IBA Executive meets in Hereford

It had been time to sit around a table and talk: the IBA executive meeting in the United Kingdom on 18th and 19th March allowed us to discuss vital subjects in a small committee and with promising results. Usually, the IBA Exec (president, vice-presidents and General Manager) have regular meetings on skype.







This time though, the list of topics to discuss had become too long. We (IBA vice-presidents Jens Pedersen from Denmark and Piotr Baryla from Poland, and IBA General Manager Stefanie Sharma from France) therefore decided to drop out our suitcases and accepted IBA president Anthony Snell’s invitation to his farm in England. During the 3-hours drive from London to the Western part of England already allowed us to share experiences in the car. Upon our arrival, Anthony welcomed us very warmly at Windmill Hill in (less warm) Harewood End.

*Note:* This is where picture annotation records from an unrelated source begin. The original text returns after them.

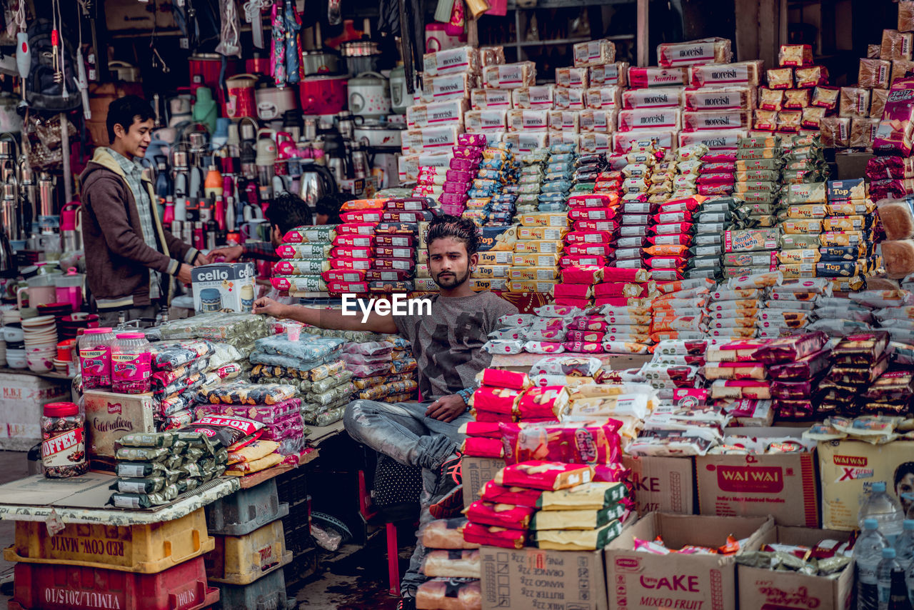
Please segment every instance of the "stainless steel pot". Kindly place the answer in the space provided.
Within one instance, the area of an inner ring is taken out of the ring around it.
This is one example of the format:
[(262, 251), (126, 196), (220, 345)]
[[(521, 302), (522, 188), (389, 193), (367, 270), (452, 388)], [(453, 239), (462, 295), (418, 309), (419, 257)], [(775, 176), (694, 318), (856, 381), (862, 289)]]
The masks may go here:
[(314, 74), (340, 74), (345, 71), (345, 62), (338, 53), (326, 49), (304, 51), (302, 55), (302, 67), (305, 76)]
[(356, 142), (369, 148), (396, 148), (402, 145), (403, 128), (389, 123), (365, 123), (356, 125), (353, 135)]

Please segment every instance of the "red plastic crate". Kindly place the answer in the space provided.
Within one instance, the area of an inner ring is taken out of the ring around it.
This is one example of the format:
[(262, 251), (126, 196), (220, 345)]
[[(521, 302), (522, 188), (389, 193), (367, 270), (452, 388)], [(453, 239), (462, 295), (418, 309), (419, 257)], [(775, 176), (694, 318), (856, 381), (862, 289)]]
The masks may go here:
[(203, 557), (157, 574), (78, 565), (16, 563), (8, 610), (197, 610), (217, 603)]

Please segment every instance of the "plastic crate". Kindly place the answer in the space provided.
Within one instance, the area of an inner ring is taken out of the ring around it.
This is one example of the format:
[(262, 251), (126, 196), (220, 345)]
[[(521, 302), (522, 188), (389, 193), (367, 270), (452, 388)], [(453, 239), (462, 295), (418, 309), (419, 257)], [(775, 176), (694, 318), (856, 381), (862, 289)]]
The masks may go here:
[(16, 521), (16, 540), (4, 551), (7, 562), (80, 565), (150, 574), (209, 552), (203, 508), (162, 523), (101, 525), (69, 523), (56, 536), (39, 521)]
[(292, 551), (285, 548), (282, 521), (276, 520), (245, 536), (217, 534), (205, 561), (214, 583), (250, 584), (291, 562)]
[(289, 505), (280, 504), (276, 479), (239, 489), (207, 507), (207, 527), (211, 534), (244, 536), (289, 514)]
[(222, 610), (285, 610), (285, 575), (282, 570), (271, 573), (245, 586), (219, 584)]
[(77, 565), (17, 563), (9, 610), (197, 610), (218, 601), (207, 586), (203, 558), (157, 574)]

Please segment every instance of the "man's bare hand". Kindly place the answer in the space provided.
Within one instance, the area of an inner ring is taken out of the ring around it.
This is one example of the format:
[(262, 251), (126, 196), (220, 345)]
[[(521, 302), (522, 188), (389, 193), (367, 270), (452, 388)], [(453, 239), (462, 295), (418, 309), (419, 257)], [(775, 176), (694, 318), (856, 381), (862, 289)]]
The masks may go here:
[(243, 252), (244, 248), (241, 246), (226, 246), (225, 248), (210, 250), (209, 259), (211, 261), (215, 261), (218, 258), (222, 258), (226, 262), (234, 262), (241, 258), (241, 254)]
[(450, 423), (466, 412), (466, 406), (459, 394), (442, 396), (429, 405), (425, 416)]
[(273, 317), (288, 317), (285, 315), (286, 305), (277, 303), (271, 298), (261, 296), (254, 301), (254, 313), (272, 316)]
[(181, 266), (177, 270), (177, 281), (181, 284), (190, 284), (192, 282), (190, 278), (191, 266), (189, 264), (181, 263)]

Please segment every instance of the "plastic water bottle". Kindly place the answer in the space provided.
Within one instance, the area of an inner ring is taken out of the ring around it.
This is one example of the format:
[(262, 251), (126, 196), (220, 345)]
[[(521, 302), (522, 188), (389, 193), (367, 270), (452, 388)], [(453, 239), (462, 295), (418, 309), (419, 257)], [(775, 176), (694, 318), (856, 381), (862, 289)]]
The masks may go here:
[(888, 547), (885, 536), (879, 533), (879, 522), (875, 519), (863, 521), (863, 533), (854, 545), (854, 562), (857, 571), (857, 610), (877, 610), (879, 607), (877, 568), (882, 559), (882, 550)]
[(857, 522), (863, 527), (864, 519), (875, 519), (879, 524), (879, 532), (886, 537), (888, 544), (895, 544), (895, 539), (902, 530), (905, 513), (897, 499), (886, 493), (886, 483), (873, 484), (872, 492), (860, 507)]
[(906, 519), (903, 527), (901, 535), (895, 539), (895, 561), (907, 573), (914, 560), (914, 519)]
[(900, 570), (898, 562), (895, 561), (895, 549), (887, 547), (882, 550), (882, 561), (876, 568), (879, 610), (888, 610), (888, 597), (892, 594), (892, 572), (895, 570)]

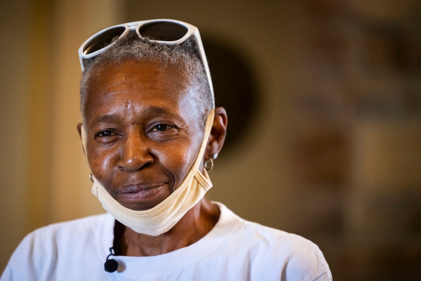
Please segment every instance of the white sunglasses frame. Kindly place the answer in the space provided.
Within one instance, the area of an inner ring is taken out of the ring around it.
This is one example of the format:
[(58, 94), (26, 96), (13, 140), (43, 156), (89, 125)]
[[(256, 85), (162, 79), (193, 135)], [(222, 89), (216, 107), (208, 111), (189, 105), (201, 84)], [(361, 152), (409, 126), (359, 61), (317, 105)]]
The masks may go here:
[(79, 60), (80, 61), (80, 67), (82, 68), (82, 72), (83, 72), (85, 71), (85, 67), (83, 66), (84, 59), (90, 59), (98, 56), (101, 53), (104, 52), (108, 48), (112, 46), (115, 43), (115, 41), (106, 47), (100, 49), (99, 50), (98, 50), (94, 52), (93, 52), (92, 53), (88, 54), (84, 54), (84, 49), (94, 38), (96, 38), (104, 32), (105, 32), (106, 31), (107, 31), (110, 29), (119, 27), (125, 27), (125, 30), (123, 33), (122, 33), (121, 35), (120, 35), (119, 37), (119, 39), (125, 36), (129, 32), (132, 31), (136, 31), (138, 36), (140, 38), (142, 38), (142, 35), (140, 35), (140, 33), (139, 32), (139, 29), (141, 26), (147, 24), (162, 21), (180, 24), (180, 25), (186, 27), (186, 28), (187, 29), (187, 31), (186, 34), (183, 36), (183, 37), (176, 41), (161, 41), (160, 40), (150, 40), (152, 42), (157, 42), (161, 44), (175, 45), (182, 43), (184, 41), (187, 40), (189, 37), (191, 36), (193, 37), (193, 40), (194, 40), (195, 42), (197, 45), (197, 48), (199, 50), (199, 55), (200, 56), (200, 59), (202, 60), (202, 63), (203, 66), (203, 68), (205, 69), (205, 72), (206, 73), (206, 76), (208, 77), (208, 82), (209, 83), (209, 88), (210, 90), (210, 92), (212, 93), (212, 109), (215, 109), (215, 96), (213, 94), (213, 86), (212, 84), (212, 78), (210, 77), (210, 71), (209, 70), (209, 65), (208, 64), (208, 60), (206, 59), (206, 55), (205, 53), (205, 49), (203, 48), (203, 45), (202, 43), (202, 39), (200, 38), (200, 33), (199, 32), (199, 29), (198, 29), (195, 26), (188, 24), (187, 22), (184, 22), (184, 21), (181, 21), (175, 19), (149, 19), (145, 21), (138, 21), (128, 22), (125, 24), (117, 24), (103, 29), (101, 31), (95, 33), (88, 38), (87, 40), (85, 41), (81, 45), (80, 45), (80, 47), (79, 48)]

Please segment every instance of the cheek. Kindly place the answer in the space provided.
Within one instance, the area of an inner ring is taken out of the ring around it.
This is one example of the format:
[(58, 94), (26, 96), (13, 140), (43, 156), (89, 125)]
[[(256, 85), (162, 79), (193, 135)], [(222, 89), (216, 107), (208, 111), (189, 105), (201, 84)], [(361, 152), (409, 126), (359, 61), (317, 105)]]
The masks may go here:
[(93, 149), (88, 154), (91, 171), (104, 187), (108, 186), (115, 173), (120, 157), (118, 149)]
[(174, 177), (174, 187), (180, 185), (194, 163), (198, 150), (190, 142), (184, 141), (152, 151), (159, 163)]

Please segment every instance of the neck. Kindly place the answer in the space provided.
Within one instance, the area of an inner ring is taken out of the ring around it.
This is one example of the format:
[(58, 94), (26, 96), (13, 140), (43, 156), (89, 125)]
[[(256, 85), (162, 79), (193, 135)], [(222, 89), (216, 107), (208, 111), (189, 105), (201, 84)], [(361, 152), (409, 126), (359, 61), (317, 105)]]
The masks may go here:
[[(157, 236), (138, 233), (116, 221), (115, 244), (121, 255), (156, 256), (187, 247), (206, 235), (219, 218), (218, 206), (203, 198), (171, 229)], [(188, 231), (186, 231), (188, 230)]]

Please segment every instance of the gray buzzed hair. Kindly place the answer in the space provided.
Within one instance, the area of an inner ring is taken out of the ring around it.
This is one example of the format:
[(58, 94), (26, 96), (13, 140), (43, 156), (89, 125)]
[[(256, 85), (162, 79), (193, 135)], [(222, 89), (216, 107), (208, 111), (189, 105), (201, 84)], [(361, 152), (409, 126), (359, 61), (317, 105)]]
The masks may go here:
[(132, 60), (155, 62), (164, 67), (168, 64), (177, 64), (186, 74), (187, 81), (185, 86), (187, 91), (193, 93), (192, 96), (199, 105), (199, 113), (204, 124), (212, 107), (212, 95), (196, 44), (192, 40), (187, 39), (179, 44), (160, 44), (141, 38), (135, 32), (117, 39), (115, 38), (112, 42), (117, 42), (104, 53), (84, 62), (85, 70), (80, 81), (80, 111), (84, 123), (88, 88), (92, 75), (105, 65)]

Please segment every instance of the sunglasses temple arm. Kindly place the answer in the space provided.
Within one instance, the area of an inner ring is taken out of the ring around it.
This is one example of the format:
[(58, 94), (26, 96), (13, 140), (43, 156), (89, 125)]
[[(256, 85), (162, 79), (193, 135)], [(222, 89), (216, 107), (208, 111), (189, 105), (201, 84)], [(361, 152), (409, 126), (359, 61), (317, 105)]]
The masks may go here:
[(195, 38), (196, 43), (197, 45), (199, 48), (199, 51), (200, 53), (200, 57), (202, 59), (202, 63), (203, 65), (203, 68), (205, 68), (205, 71), (208, 77), (208, 82), (209, 83), (209, 89), (212, 93), (212, 109), (215, 109), (215, 95), (213, 93), (213, 85), (212, 83), (212, 78), (210, 77), (210, 71), (209, 70), (209, 64), (208, 64), (208, 59), (206, 58), (206, 55), (205, 53), (205, 48), (203, 48), (203, 45), (202, 43), (202, 39), (200, 37), (200, 34), (199, 32), (199, 30), (196, 32)]

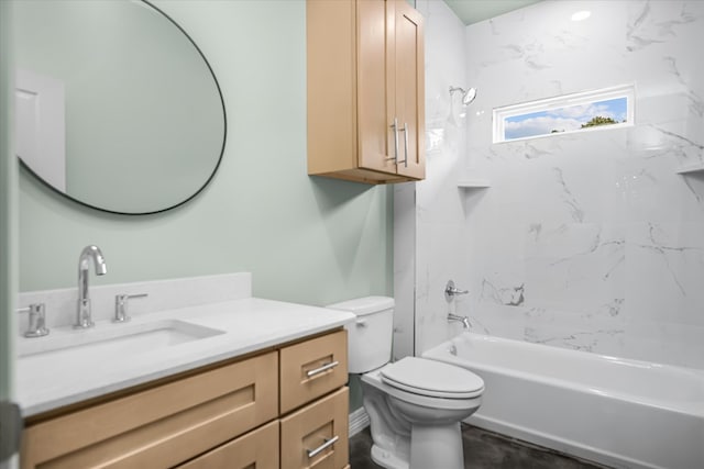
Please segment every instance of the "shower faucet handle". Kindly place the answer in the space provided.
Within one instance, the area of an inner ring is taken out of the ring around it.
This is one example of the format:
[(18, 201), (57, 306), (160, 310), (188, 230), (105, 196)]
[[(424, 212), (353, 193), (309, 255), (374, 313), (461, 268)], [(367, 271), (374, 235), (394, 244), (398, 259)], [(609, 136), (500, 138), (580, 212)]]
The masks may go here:
[(448, 284), (444, 288), (444, 299), (447, 300), (447, 302), (451, 302), (454, 297), (457, 297), (458, 294), (468, 294), (469, 291), (468, 290), (460, 290), (454, 286), (454, 281), (452, 280), (448, 280)]

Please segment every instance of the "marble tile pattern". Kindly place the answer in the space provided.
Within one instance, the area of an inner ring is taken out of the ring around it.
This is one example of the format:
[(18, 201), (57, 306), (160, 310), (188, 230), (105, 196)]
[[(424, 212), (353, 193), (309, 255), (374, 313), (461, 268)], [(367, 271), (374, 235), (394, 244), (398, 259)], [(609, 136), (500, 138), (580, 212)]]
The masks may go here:
[[(416, 350), (459, 332), (452, 309), (487, 334), (704, 368), (704, 172), (676, 172), (704, 163), (704, 2), (539, 2), (461, 44), (443, 2), (418, 8), (435, 141), (416, 187)], [(634, 126), (492, 143), (496, 107), (623, 83)], [(449, 85), (477, 88), (465, 116)], [(471, 293), (448, 305), (450, 278)]]

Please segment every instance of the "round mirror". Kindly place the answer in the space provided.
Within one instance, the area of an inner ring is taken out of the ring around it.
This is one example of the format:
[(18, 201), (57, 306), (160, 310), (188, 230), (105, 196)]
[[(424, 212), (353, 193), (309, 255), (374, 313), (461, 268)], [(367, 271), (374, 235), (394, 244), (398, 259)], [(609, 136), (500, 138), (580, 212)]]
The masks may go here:
[(200, 49), (142, 0), (14, 1), (15, 148), (59, 193), (147, 214), (212, 179), (227, 132)]

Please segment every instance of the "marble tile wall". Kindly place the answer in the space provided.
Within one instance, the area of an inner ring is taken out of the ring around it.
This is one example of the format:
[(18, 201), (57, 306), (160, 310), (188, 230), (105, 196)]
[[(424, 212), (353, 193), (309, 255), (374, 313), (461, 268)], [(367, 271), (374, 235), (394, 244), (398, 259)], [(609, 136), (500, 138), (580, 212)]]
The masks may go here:
[[(417, 8), (415, 351), (460, 332), (452, 309), (482, 333), (704, 368), (704, 172), (676, 174), (704, 161), (704, 2), (546, 1), (461, 34), (444, 2)], [(631, 82), (632, 127), (492, 144), (496, 107)], [(466, 116), (450, 85), (477, 88)], [(448, 305), (450, 278), (470, 294)]]

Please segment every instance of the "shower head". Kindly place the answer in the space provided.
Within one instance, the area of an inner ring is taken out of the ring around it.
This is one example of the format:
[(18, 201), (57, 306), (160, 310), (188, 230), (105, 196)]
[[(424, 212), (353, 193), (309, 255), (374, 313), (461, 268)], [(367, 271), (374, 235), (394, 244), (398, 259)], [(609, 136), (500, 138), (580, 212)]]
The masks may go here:
[(460, 91), (462, 93), (462, 105), (468, 105), (469, 103), (474, 101), (474, 98), (476, 98), (476, 88), (470, 88), (465, 90), (464, 88), (460, 87), (450, 87), (450, 97), (452, 97), (455, 91)]

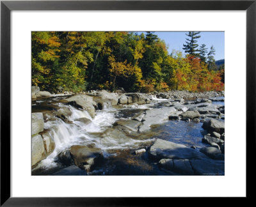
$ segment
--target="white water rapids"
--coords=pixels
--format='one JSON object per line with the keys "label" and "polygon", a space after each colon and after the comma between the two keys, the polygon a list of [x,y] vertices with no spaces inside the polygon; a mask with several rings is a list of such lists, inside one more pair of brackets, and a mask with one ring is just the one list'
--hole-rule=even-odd
{"label": "white water rapids", "polygon": [[[106,151],[110,149],[127,149],[135,148],[138,144],[142,142],[147,142],[153,139],[147,140],[135,140],[129,137],[125,139],[113,139],[108,136],[104,137],[98,137],[93,134],[102,133],[106,128],[110,127],[118,119],[115,118],[117,109],[108,105],[104,105],[102,110],[97,111],[94,118],[84,110],[77,109],[71,105],[59,103],[60,107],[68,107],[71,111],[71,116],[67,117],[68,123],[64,122],[60,118],[54,121],[47,121],[44,123],[44,128],[51,131],[55,142],[55,149],[45,159],[42,160],[38,165],[33,169],[50,168],[57,165],[54,162],[57,155],[63,150],[72,145],[87,145],[93,144],[96,148],[103,151],[104,157],[109,156]],[[143,106],[141,108],[145,108]],[[79,121],[77,119],[86,118],[90,120],[88,123]]]}

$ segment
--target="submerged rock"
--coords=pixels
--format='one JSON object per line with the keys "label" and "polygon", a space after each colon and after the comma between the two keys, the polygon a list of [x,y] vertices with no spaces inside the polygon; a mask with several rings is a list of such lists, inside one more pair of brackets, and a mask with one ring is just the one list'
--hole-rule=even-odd
{"label": "submerged rock", "polygon": [[200,159],[205,156],[185,145],[176,144],[163,139],[157,139],[150,147],[149,153],[157,158],[172,159]]}

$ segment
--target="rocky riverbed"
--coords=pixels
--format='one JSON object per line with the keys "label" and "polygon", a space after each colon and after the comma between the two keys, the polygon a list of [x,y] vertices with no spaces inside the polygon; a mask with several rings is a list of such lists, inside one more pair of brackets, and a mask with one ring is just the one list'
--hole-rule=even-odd
{"label": "rocky riverbed", "polygon": [[32,87],[33,175],[224,175],[223,92]]}

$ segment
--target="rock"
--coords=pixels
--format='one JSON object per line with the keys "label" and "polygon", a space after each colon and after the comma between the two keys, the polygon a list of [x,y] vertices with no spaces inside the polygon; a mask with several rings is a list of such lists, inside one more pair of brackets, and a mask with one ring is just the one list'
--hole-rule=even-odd
{"label": "rock", "polygon": [[180,114],[180,116],[183,118],[188,118],[189,119],[195,119],[200,117],[200,114],[197,111],[186,111]]}
{"label": "rock", "polygon": [[225,132],[225,123],[220,120],[206,120],[202,127],[211,132],[216,132],[221,134]]}
{"label": "rock", "polygon": [[141,123],[136,120],[120,119],[115,124],[125,126],[131,131],[138,132],[138,128]]}
{"label": "rock", "polygon": [[53,139],[53,134],[52,131],[46,131],[42,134],[44,140],[44,148],[46,152],[46,156],[50,155],[55,148],[55,142]]}
{"label": "rock", "polygon": [[190,119],[188,118],[181,118],[181,120],[182,120],[182,121],[186,121],[186,122],[189,122],[189,121],[190,121]]}
{"label": "rock", "polygon": [[224,143],[224,141],[220,139],[212,137],[209,135],[204,135],[204,138],[202,139],[203,143],[211,144],[211,143],[216,143],[218,144],[221,144]]}
{"label": "rock", "polygon": [[221,151],[221,153],[222,153],[223,154],[225,153],[225,143],[221,144],[220,145],[220,150]]}
{"label": "rock", "polygon": [[136,114],[134,116],[132,116],[132,119],[136,120],[136,121],[140,122],[142,121],[144,116],[145,116],[144,112],[141,112],[138,113],[138,114]]}
{"label": "rock", "polygon": [[36,94],[40,91],[40,88],[38,86],[31,86],[31,93]]}
{"label": "rock", "polygon": [[209,157],[211,157],[212,159],[216,159],[215,157],[217,154],[221,153],[221,151],[214,147],[203,148],[200,150],[200,151],[205,154],[205,155],[208,156]]}
{"label": "rock", "polygon": [[143,125],[139,127],[140,132],[150,129],[152,125],[163,124],[166,121],[169,116],[172,115],[176,109],[173,107],[164,107],[161,109],[152,109],[147,110],[143,119]]}
{"label": "rock", "polygon": [[190,160],[190,164],[196,175],[224,175],[224,162],[214,160]]}
{"label": "rock", "polygon": [[44,116],[43,113],[36,112],[31,114],[32,132],[34,135],[44,131]]}
{"label": "rock", "polygon": [[115,93],[109,93],[105,90],[102,90],[100,91],[97,91],[96,93],[97,98],[100,98],[100,99],[106,101],[109,101],[112,105],[116,105],[118,103],[118,98]]}
{"label": "rock", "polygon": [[92,123],[92,120],[91,119],[90,119],[88,118],[86,118],[85,117],[83,117],[83,118],[79,118],[79,119],[76,119],[75,121],[76,121],[82,122],[82,123],[84,123],[86,125],[88,125],[88,124]]}
{"label": "rock", "polygon": [[99,148],[89,148],[86,146],[74,145],[69,151],[73,158],[75,165],[83,166],[84,165],[92,165],[103,158],[102,151]]}
{"label": "rock", "polygon": [[217,148],[218,150],[220,150],[220,146],[216,143],[214,142],[211,143],[211,146],[215,148]]}
{"label": "rock", "polygon": [[216,138],[220,138],[221,135],[219,133],[217,133],[216,132],[212,132],[211,135],[213,137],[216,137]]}
{"label": "rock", "polygon": [[31,138],[32,139],[32,166],[35,166],[38,162],[46,158],[43,138],[39,134]]}
{"label": "rock", "polygon": [[68,104],[72,105],[77,109],[87,111],[89,114],[94,118],[97,104],[93,100],[92,97],[86,95],[74,95],[64,100]]}
{"label": "rock", "polygon": [[149,97],[144,93],[125,93],[127,96],[132,97],[132,103],[137,103],[138,104],[148,103],[150,102]]}
{"label": "rock", "polygon": [[58,176],[77,176],[77,175],[87,175],[84,170],[81,169],[76,165],[71,165],[54,172],[52,175]]}
{"label": "rock", "polygon": [[64,166],[70,166],[74,164],[68,149],[65,149],[61,151],[57,157],[58,161]]}
{"label": "rock", "polygon": [[144,153],[146,152],[146,150],[145,149],[140,149],[135,151],[135,154],[140,154],[140,153]]}
{"label": "rock", "polygon": [[194,174],[189,161],[187,159],[161,159],[159,163],[161,167],[180,174]]}
{"label": "rock", "polygon": [[192,159],[206,157],[185,145],[157,139],[150,147],[150,155],[157,158]]}
{"label": "rock", "polygon": [[48,91],[39,91],[36,93],[36,97],[44,97],[44,96],[52,96],[52,95]]}
{"label": "rock", "polygon": [[122,95],[118,99],[118,103],[126,104],[128,102],[127,97],[125,95]]}

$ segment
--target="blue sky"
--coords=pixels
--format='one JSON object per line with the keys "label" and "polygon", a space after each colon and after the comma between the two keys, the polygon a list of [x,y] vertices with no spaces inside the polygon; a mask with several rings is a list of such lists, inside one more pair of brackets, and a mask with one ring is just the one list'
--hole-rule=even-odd
{"label": "blue sky", "polygon": [[[171,54],[173,49],[180,50],[184,53],[182,50],[183,44],[185,43],[186,33],[188,32],[156,32],[159,38],[164,40],[168,46],[168,52]],[[206,45],[209,49],[211,45],[215,48],[215,60],[225,58],[224,50],[224,32],[201,32],[201,37],[198,40],[197,43],[199,46],[203,43]]]}

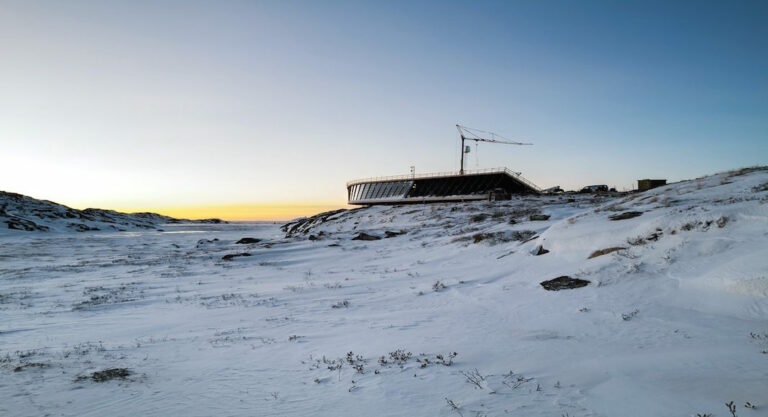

Saturday, 18th March: Meeting in the office of Windmill Hill

As a start, discussions about vital subjects within the International Blackcurrant Association kept us busy for several hours. We talked about the 2017 budget, the strategy for the coming year, new and ongoing projects like the IBA quality mark or the IBA smoothie contest, the next conference in France, as well as the organization of a trip to Poland. This trip will take place in June this year. It aims at learning more about the biggest blackcurrant producing country of the world.

Luckily, blackcurrant based refreshments and products (made with the fruits from Anthony’s farm!) helped us to stay concentrated. Thomas, one of Anthony’s employees from Poland, assured translations from Polish to English and vice versa when it came to complicated matters.


Evening dinner in Hereford with Jo Hilditch

Later on the day, Jo Hilditch, head of the British Blackcurrant Foundation, joined us in Hereford for a most delightful dinner. She is a blackcurrant grower in Herefordshire herself, and brought along her “British Cassis”. But not only this: we have had interesting discussions about Brexit, local specialities and many more…





Sunday 19th March: the British blackcurrant growing situation – meeting with LRS-agronomist Harriet Roberts





On Sunday morning, we continued our discussions until Harriet Roberts, agronomic advisor from LRS (Lucozade Ribena Suntory) arrived. She explained us how the British growers work with LRS. 90% of the British blackcurrant production goes into the production of Ribena, a blackcurrant-based soft drink of English origin. The collaboration between Ribena and the British growers is very close: Ribena imposes precise quality standards and quantities. The growers under contract with Ribena therefore benefit from support of the LRS agronomist.  Furthermore, they are sure to sell a certain amount of blackcurrants at an approximate price level fixed for seven years and adjusted every year. Harriet Roberts visits every farmer under contract with Ribena five times a year.






Windmill Hill : an amazing farm to visit

Anthony then drove us through his property. We could see there that, apart from growing blackcurrants for Ribena, Windmill Hill produces other fruits. First of all, 20% of Anthony’s blackcurrants are grown organically (variety Ben Tirran). He sells them for yogurts, cordials and juices, or as IQF, through his own website.  But there are also strawberries, raspberries, blueberries, blackberries and chuckleberries.